Mortgage Daily

Published On: June 26, 2012

While overall reports from banks and credit unions about suspicious financial activity have increased by 10 percent over the past year, the reports related to mortgage fraud tumbled by nearly a third. But activity still remains over-inflated compared to four years ago.

From Jan. 1 until March 31, depository institutions filed 205,301 Suspicious Activity Reports.

That wasn’t much different than the 204,043 SARs filed during the last three months of last year. The change, however, was more significant when compared to the 186,331 SARs filed in the first-quarter 2011.

The findings were described in the first-quarter Mortgage Loan Fraud Update from the Financial Crimes Enforcement Network.

Filings tied to mortgage lending fraud drifted higher to 17,651 from the fourth quarter’s 17,050.

Mortgage fraud SARs, however, showed a sharp decline from 25,485 in the first quarter of last year.

An analysis of FinCEN data by Mortgage Daily indicates that around $7.141 billion in mortgage loans were associated with first-quarter mortgage fraud SARs filings.

California had the most SARs filings of any state and the highest per-capita rate. The three-worst metropolitan statistical areas in the country — Los Angeles-Long Beach-Santa Ana, Riverside-San Bernardino-Ontario and San Jose-Sunnyvale-Santa Clara — are all part of the Golden State.
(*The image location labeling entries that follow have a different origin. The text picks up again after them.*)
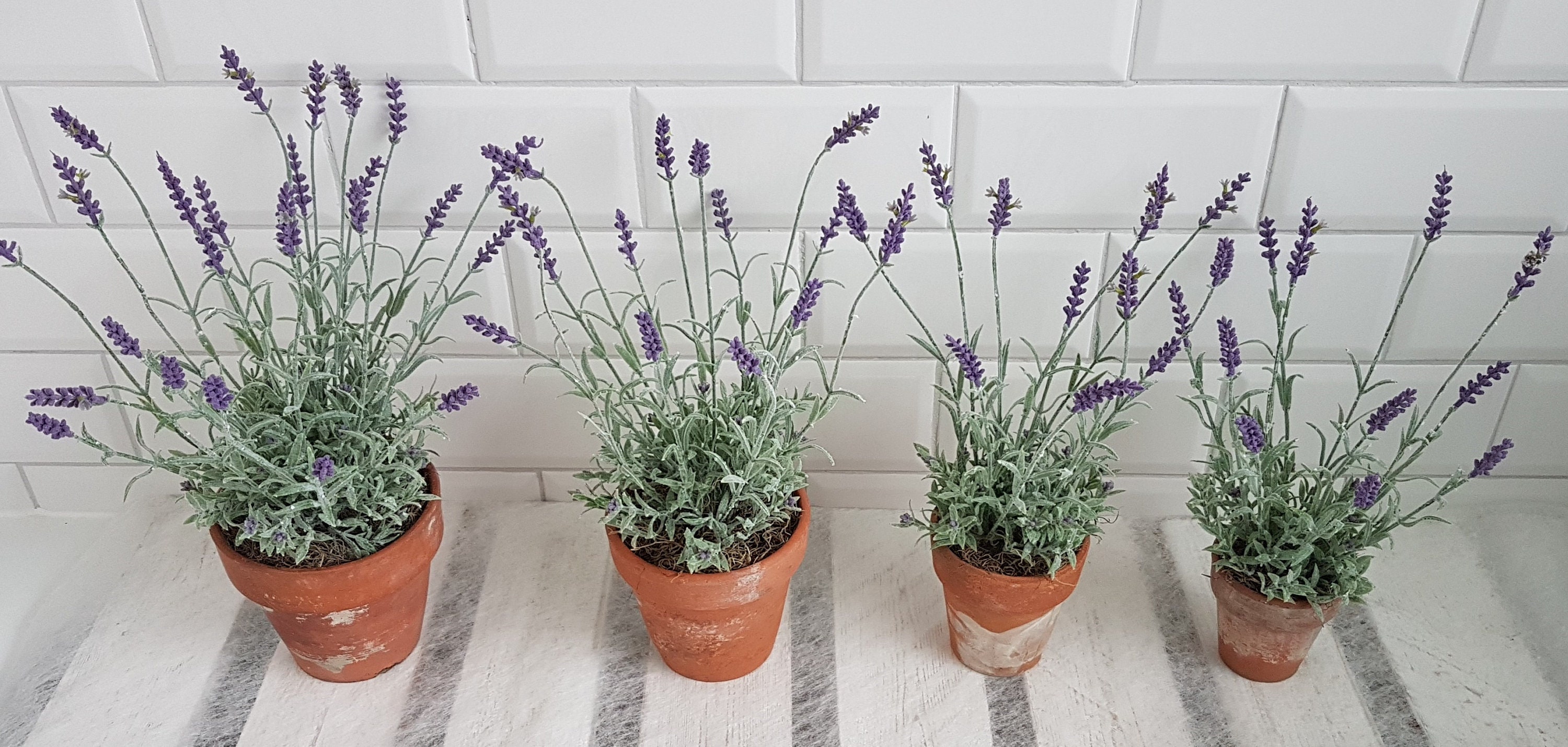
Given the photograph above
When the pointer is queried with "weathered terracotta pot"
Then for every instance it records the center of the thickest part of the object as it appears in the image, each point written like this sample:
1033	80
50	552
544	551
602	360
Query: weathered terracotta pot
1264	639
999	625
355	620
714	627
Florida ranked No. 2 by volume and No. 3 by per capita. New York’s third position by volume was trailed by Illinois.

Nevada had the second-worst per-capita rate. Arizona was No. 4 and New York was No. 5.
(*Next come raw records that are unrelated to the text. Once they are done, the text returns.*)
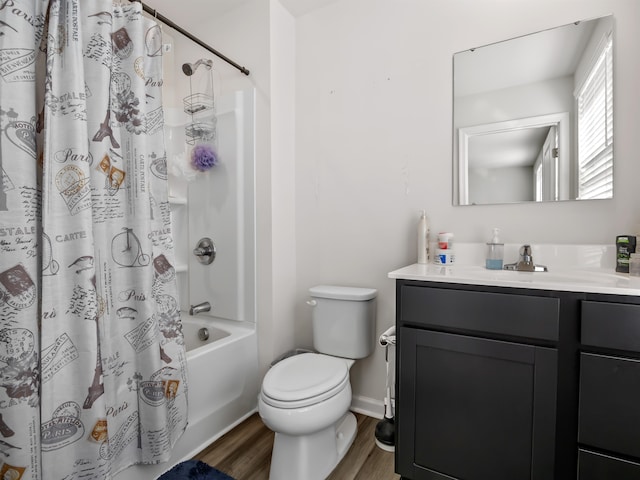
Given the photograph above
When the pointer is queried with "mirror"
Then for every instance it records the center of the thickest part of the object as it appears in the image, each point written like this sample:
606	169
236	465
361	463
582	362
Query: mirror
533	117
SARs related to mortgage fraud remained elevated compared to the fewer than 8,000 filed in the same period during 2008. But the latest reading has retreated from peak filings of 29,558 in the second-quarter 2011.

Around 44 percent of the mortgage fraud SARs filed in the first quarter were for possible crimes that occurred more than five years ago.
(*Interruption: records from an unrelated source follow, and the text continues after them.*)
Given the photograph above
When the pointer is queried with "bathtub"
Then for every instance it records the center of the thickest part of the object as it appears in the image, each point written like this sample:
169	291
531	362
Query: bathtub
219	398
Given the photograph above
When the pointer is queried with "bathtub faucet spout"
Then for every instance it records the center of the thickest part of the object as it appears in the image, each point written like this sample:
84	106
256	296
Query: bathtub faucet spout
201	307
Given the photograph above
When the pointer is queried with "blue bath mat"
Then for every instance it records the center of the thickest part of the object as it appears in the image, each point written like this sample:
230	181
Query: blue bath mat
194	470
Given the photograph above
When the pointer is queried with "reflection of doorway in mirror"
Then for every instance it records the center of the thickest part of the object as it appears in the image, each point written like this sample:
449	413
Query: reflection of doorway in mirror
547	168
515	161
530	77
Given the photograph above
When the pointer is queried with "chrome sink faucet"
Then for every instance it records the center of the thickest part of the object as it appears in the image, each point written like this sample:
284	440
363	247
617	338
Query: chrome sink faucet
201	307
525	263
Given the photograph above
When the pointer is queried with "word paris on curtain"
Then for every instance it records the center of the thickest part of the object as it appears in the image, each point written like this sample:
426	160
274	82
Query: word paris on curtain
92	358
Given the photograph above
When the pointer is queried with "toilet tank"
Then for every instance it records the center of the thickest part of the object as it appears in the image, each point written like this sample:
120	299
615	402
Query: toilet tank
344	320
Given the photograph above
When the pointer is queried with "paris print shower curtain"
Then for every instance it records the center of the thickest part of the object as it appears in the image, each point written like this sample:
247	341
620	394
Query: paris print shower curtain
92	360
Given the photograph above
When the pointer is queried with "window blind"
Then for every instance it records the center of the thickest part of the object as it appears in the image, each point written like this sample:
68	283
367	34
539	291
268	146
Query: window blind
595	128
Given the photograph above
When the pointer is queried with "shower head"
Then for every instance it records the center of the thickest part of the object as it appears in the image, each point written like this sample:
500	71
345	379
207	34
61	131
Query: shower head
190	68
The five-year aging has inflated from the same time last year, when just 17 percent of SARs involved activity more than five years old. Some of the increase in reports from earlier vintages is possibly the result of smaller firms just now being hit with repurchase demands, digging into the loans and discovering and reporting the fraud.

At least 72 percent of reported fraud happened at least four years earlier.

Half of all first-quarter mortgage fraud filings were on amounts that were no more than $250,000, and the share jumped past 80 percent when additionally considering loans up to $500,000.

A sampling of the mortgage fraud SARs filings found that 21 percent involved income fraud. Occupancy fraud was identified in 19 percent of the reports, while employment fraud was suspected 15 percent of the time.

“Suspicious activity reports reported to FinCEN are a tremendous tool to flag new criminal techniques, trends and patterns,” FinCEN Director James H. Freis Jr. stated in an accompanying announcement.

Among new schemes cited in the latest report was mortgage fraud involving homeowners insurance fraud.

Another developing scheme has tenants targeting agency real-estate-owned properties to pose as long-term tenants and capitalize on the keys-for-cash program for REOs.